The shooting, when it comes, is tense and deliberately ambiguous, but that's when "Flash point" veers off the obvious course. Instead of treating Lane as a hero, it plunges into the procedural matters following any police shooting. It finds its true drama in the boring bits U.S. cop shows tend to ignore. It captures Lane's stoic guilt and his tangled obligations to colleagues and family. At the end of the pilot, he seems a compelling figure.

I'm not sure where "Flash point" goes from there. Amy Jo Johnson's Jules Callaghan gives Lane a capable partner in sniping, but David Paetkau's Sam Braddock seems more clichéd when he shows up as the brash newcomer. What I do know is I want to find out what happens to Lane - and in the meantime watch how this team does its demanding work.

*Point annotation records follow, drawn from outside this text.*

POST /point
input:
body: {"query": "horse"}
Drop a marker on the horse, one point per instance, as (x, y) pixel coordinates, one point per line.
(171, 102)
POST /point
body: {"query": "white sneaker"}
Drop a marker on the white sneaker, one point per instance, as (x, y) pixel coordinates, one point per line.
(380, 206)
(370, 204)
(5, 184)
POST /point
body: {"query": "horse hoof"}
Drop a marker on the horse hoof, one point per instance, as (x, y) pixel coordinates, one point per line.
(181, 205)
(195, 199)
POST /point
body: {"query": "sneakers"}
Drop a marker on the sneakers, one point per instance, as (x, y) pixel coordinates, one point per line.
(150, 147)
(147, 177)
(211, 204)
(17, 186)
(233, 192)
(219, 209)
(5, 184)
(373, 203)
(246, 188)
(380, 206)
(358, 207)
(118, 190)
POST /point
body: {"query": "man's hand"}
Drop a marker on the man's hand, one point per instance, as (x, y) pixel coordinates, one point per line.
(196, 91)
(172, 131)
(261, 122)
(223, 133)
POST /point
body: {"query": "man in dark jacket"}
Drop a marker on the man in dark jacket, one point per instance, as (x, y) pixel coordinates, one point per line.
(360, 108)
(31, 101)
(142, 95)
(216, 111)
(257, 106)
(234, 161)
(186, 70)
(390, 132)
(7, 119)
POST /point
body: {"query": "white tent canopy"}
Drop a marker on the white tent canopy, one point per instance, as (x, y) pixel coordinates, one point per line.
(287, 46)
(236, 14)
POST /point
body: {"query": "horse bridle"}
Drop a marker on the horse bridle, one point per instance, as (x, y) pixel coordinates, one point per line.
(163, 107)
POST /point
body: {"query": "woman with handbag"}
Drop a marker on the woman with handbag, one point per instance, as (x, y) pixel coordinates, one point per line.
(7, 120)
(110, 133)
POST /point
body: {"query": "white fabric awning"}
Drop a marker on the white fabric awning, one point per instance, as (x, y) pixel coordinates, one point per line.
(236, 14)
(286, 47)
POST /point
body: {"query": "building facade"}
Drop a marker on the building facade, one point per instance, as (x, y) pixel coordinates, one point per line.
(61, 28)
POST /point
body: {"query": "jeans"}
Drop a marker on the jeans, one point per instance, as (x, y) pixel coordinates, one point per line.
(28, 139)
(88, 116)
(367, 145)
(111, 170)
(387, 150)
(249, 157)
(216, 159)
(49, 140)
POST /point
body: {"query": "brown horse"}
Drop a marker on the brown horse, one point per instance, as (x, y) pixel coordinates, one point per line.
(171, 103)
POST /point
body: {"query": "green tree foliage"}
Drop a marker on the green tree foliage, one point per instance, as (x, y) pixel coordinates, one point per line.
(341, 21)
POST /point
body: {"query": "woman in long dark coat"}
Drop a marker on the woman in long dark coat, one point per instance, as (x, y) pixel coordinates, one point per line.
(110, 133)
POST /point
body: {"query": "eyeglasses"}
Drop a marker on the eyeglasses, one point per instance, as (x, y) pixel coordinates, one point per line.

Debuting at 8 p.m. Sunday on HBO, "Generation Kill" is also obsessed with co-workers in a demanding environment: in this case, U.S. soldiers in the opening days of the "shock and awe" Iraqi invasion. Yet where "Flash point" opens with the familiar cop premise and then narrows its focus, "Kill" is more scattershot - and less successful. It's so determined to be "gritty" and "uncompromising," it gives a viewer nothing to latch on to, certainly nothing in the way of sympathetic characters.

David Simon and Ed Burns, the screenwriters behind "The Wire," execute the script from the book by Evan Wright, a Rolling Stone writer who was embedded with a unit of highly trained Recon Marines when the blitzkrieg raged. It tries to be as "realistic" as possible, to the point where some of the names haven't even been changed. Like "The Wire," "Kill" throws a viewer into the deep end, with no standard background exposition or character development. After all, this isn't TV, it's HBO.

Yet there's an important difference. A viewer always had the impression that Simon and Burns sympathized with their characters in "The Wire": certainly with the cops, while admiring the craft and ingenuity of the drug dealers they were trying to nab. "Generation Kill," by contrast, seems to look down on its characters. They're foul-mouthed, callus and crass, more obsessed with rumors that Jennifer Lopez is dead than with any scuttlebutt about the impending war.

During training maneuvers in Kuwait, one Marine moans, "These people still haven't picked up the (detritus) from the last war."

It lingers on obvious ironies such as a minority Marine explaining, "White man's gotta rule the world," and in military bureaucracy such as mustache protocol, as depicted by Neal Jones' stereotypically screechy Sgt. Maj. Sixta. The insanity and inanity of war is captured when Iraqis surrender - only to be "unsurrendered" and left to their own devices in the desert so the unit doesn't get slowed down on its race to Baghdad.

The only character who really establishes himself is James Ransone's Cpl. Josh Ray Person, with cynical pronouncements like: "You know what happens when you get out of the Marine Corps? You get your brains back."

I have no doubt that much of this rings true with actual Marines, who can be as self-deprecating and dismissive of their duties as journalists. But I also believe there's a lot more to it than that, a lot more complexity and intelligence. By taking the "real" and cramming it into an hourlong drama as if it were an Iraq war garbage sack, "Generation Kill" makes its character seem less rather than more than what they are. Take away the character development, and even Steven Spielberg's "Saving Private Ryan" would just be a boring middle story tying together two hellacious battle scenes. "Generation Kill" doesn't have even that to fall back on.